In this particular case, we can even say

		if (commit->object.flags & (ADDED | MISSING))

meaning, "if we have either the ADDED or the MISSING bit set", which
may make it even clearer.

Thanks.
karthik nayak Oct. 16, 2023, 7:01 p.m. UTC | #2
On Mon, Oct 16, 2023 at 6:24 PM Junio C Hamano <gitster@pobox.com> wrote:
> Good changes relative to the previous round.
>
> A bad news is that with this series (especially [PATCH 3/3]) applied
> on top of Patrick's "always make sure the commit we found from the
> commit-graph at least exists" change, t5310 and t5320 seem to
> consistently fail for me.  They pass with the first two steps
> applied without [3/3] but that is to be expected as they are both
> no-ops.
>
> The change in 3/3 to list-objects.c::do_traverse() seems to be the
> culprit.  Reverting that single hunk makes t5310 and t5320 pass
> again.

It seems that the new chunk introduced now causes collision because of
the bit field of the MISSING flag being the same as the pre-existing
NEEDS_BITMAP flag. Earlier this wasn't a concern, but now, their paths
have converged at this change.

So changing the bit field for the MISSING flag from `22` to an unused `28`
fixes the issue. I should have run the whole test suite again. Apologies.

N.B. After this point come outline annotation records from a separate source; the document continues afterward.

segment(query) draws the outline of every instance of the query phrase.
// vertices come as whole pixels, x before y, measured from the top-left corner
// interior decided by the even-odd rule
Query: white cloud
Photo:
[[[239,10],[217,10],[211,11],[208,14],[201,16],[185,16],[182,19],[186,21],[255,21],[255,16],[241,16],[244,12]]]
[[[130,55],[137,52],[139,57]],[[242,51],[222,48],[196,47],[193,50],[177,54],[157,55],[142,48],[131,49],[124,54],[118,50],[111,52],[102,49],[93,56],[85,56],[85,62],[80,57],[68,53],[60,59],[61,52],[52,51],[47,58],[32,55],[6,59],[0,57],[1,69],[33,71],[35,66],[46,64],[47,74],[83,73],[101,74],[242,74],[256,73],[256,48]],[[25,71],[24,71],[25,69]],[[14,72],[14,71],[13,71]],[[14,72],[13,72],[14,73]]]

>  What I find alarming is that two tests that are touched by
> this series, t5318 and t6022, do not seem to fail with the hunk
> reverted, which means the hunk has no meaningful test coverage for
> the purpose of this series.
>

Well, actually the newly introduced tests t6022 require this block,
but this is specific
to when commit graph is enabled. So what you did see was correct, but
the test would
also fail with `GIT_TEST_COMMIT_GRAPH=1` if the block was removed. That's
exactly why in this series I increased the number of commits in the
test block from 2->3.

> >     +-        if (commit->object.flags & ADDED)
> >     ++        if (commit->object.flags & ADDED || commit->object.flags & MISSING)
>
> This and others are syntactically correct C, but some folks may find
> it more readable to see each of the bitwise operations enclosed in a
> pair of parentheses when combined by logical operations, i.e.,
>
>         if ((commit->object.flags & ADDED) || (commit->object.flags & MISSING))
>
> In this particular case, we can even say
>
>                 if (commit->object.flags & (ADDED | MISSING))
>
> meaning, "if we have either the ADDED or the MISSING bit set", which
> may make it even clearer.

I agree with this, I'll add it in the next block.

Thanks for the quick review, I'll wait a day/two and send v3 with the
changes to fix tests
and cleaner code.
Junio C Hamano Oct. 16, 2023, 8:33 p.m. UTC | #3
Karthik Nayak <karthik.188@gmail.com> writes:

> Well, actually the newly introduced tests t6022 require this block,
> but this is specific
> to when commit graph is enabled.

Ah, of course.

> Thanks for the quick review, I'll wait a day/two and send v3 with the
> changes to fix tests
> and cleaner code.

Thanks.